Send to Instapaper Chrome store link
RSS Subscription Extension
RSS Subscription Extension makes it the work of a moment to add a blog or news site's RSS feed to your reader of choice. An RSS feed is a list of a site's recent content, and the technology offers a way to keep tabs on a favorite site's output without having to check the site, sign up for mail lists or follow them on Twitter or Facebook. It has the advantage that content you haven't seen before is highlighted as unread, a bit like email.
Though it has the same name, this extension is actually an off-shoot from Google's original RSS Subscription Extension, and adds support for the online RSS readers which have risen to prominence since Google Reader shut up shop in July.
The extension adds the familiar orange RSS button to Chrome's address bar, so rather than having to open up your feed (hoping all the while that feed auto-detection works), or go rooting around the page's layout for RSS feed links, you need only click the button to be find the current site's RSS output, and be offered a choice of feed readers to add it to, including Feedly, NewsBlur and Old Reader.
This is handy if you find yourself chopping and changing your feed subscriptions regularly, though if that doesn't sound like you, it could be surplus to requirements.
RSS Subscription Extension Chrome store link
UnShortenIt
To click or not to click: that is the question. It's testament to the success of Twitter that URL shortening services, which trim web addresses down to much shorter redirecting addresses, have exploded, supposedly in order for users to be able to cram more words into their tweets along with the link they wish to post. However, they can conceivably be used to conceal undesirable domains that the right-minded web user wouldn't wish to visit.
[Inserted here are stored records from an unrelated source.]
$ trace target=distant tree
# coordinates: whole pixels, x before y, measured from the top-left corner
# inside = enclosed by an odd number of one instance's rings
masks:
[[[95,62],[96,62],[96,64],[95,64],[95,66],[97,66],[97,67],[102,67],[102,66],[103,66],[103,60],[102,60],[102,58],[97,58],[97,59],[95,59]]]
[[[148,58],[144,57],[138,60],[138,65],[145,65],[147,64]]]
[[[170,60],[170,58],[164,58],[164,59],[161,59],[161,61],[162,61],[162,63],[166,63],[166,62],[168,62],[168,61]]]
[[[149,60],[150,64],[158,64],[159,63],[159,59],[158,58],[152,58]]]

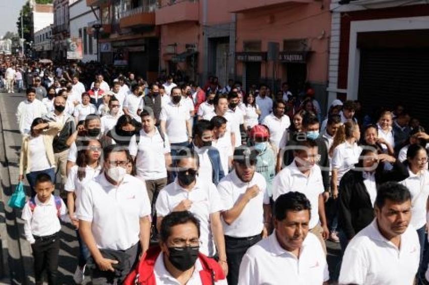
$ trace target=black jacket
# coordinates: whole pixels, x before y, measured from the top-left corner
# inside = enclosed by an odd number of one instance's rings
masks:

Twitter now has its own URL shortener, with short addresses based on the t.co domain. Official Twitter apps and the Twitter website will display the first part of the original long URL instead of the t.co link, giving readers an idea of where they would be redirected to before they click the link. The redirecting service additionally offers some protection from harmful sites, which should, theoretically, be blocked.
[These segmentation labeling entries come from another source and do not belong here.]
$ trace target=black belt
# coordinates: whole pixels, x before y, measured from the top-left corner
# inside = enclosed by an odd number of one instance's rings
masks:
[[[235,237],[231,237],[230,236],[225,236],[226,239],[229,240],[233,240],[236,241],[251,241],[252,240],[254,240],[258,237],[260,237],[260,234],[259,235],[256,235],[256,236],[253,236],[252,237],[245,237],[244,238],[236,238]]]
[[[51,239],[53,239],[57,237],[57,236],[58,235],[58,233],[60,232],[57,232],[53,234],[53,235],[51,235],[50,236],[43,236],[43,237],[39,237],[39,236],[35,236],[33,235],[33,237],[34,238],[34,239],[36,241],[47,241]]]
But despite Twitter's work in this area, competing URL shortening services are staying put (or, with the proliferation of branded short urls, are probably increasing). The UnShortenIt extension is a response to this. It extends the preview functionality of Twitter's t.co domains to all forms of short URLs, regardless of where they're posted on the web.
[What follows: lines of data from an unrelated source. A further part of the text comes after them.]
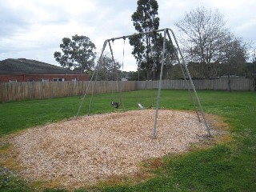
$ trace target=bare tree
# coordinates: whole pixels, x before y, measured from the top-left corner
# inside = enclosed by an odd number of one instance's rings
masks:
[[[241,41],[225,27],[223,16],[218,10],[198,8],[186,13],[176,26],[185,34],[182,46],[187,61],[199,62],[203,77],[217,71],[213,64],[234,58],[234,54],[238,53],[234,50],[241,47],[238,45]]]

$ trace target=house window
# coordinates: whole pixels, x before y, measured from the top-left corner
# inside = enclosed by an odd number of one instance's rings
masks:
[[[54,82],[64,82],[64,78],[53,78]]]
[[[41,78],[41,79],[39,79],[38,82],[49,82],[49,79],[47,79],[47,78]]]

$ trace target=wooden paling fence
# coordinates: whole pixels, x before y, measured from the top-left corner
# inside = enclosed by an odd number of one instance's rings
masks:
[[[187,90],[189,82],[184,80],[164,80],[162,89]],[[228,90],[228,79],[194,80],[197,90]],[[230,81],[232,90],[254,90],[254,82],[248,78],[233,78]],[[0,102],[30,99],[43,99],[84,94],[89,82],[26,82],[0,83]],[[141,82],[93,82],[88,88],[88,94],[132,91],[137,90],[157,89],[158,81]]]

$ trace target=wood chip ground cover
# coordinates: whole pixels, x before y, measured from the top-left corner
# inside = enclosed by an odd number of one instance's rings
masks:
[[[30,180],[58,179],[82,186],[111,175],[129,175],[151,158],[187,150],[207,132],[194,113],[131,110],[81,117],[28,129],[12,138],[21,174]]]

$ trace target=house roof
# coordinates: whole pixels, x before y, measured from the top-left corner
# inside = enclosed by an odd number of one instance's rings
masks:
[[[62,67],[26,58],[7,58],[0,61],[0,74],[78,74]]]

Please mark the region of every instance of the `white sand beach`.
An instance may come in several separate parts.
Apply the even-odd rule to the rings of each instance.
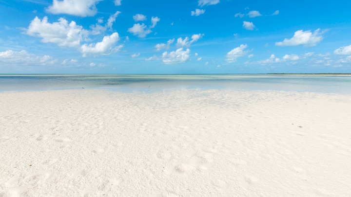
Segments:
[[[0,196],[350,197],[351,95],[0,93]]]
With the extension installed, simply right-click a shortened link and a new Chrome tab will open showing the original address, as well as various safety ratings for that website. Theoretically, there should also be a screen preview courtesy of pagepeeker, but this didn't always work – at least not when I try it.
Unfortunately, some publishers push their own shortened URLs to Twitter which are then shortened yet again to t.co URLs (though often this appears not to be the case because of Twitter's own URL preview functioning). In this case you simply need to copy and paste the intermediate shortened URL shown into the UnShortenIt form that has now appeared. It's annoying, but worth doing if you're really suspicious about a particular shortened web address.
Draft
You'll need to be signed up with the Draft service for this extension to work, but this online web service provides one of those minimalist text editors that are all the rage these days. The service offers many of the same services of pay-for downloadable alternatives such as iA Writer, including support for Markdown (a means of effectively writing HTML using a markup language that is much easier and intuitive to pick up and use.)
The idea of the extension is that, when you come across a web field such as a Facebook status box or a blog comment form that you want to fill in, you click the Draft Chrome extension button. Though this extension does little more than open a new tab showing a new blank document in the Draft web service, the ability to paste this directly back into the text field you came from using a button within Draft itself is probably just enough to make the extension worthwhile over a simple browser bookmarklet to the Draft website.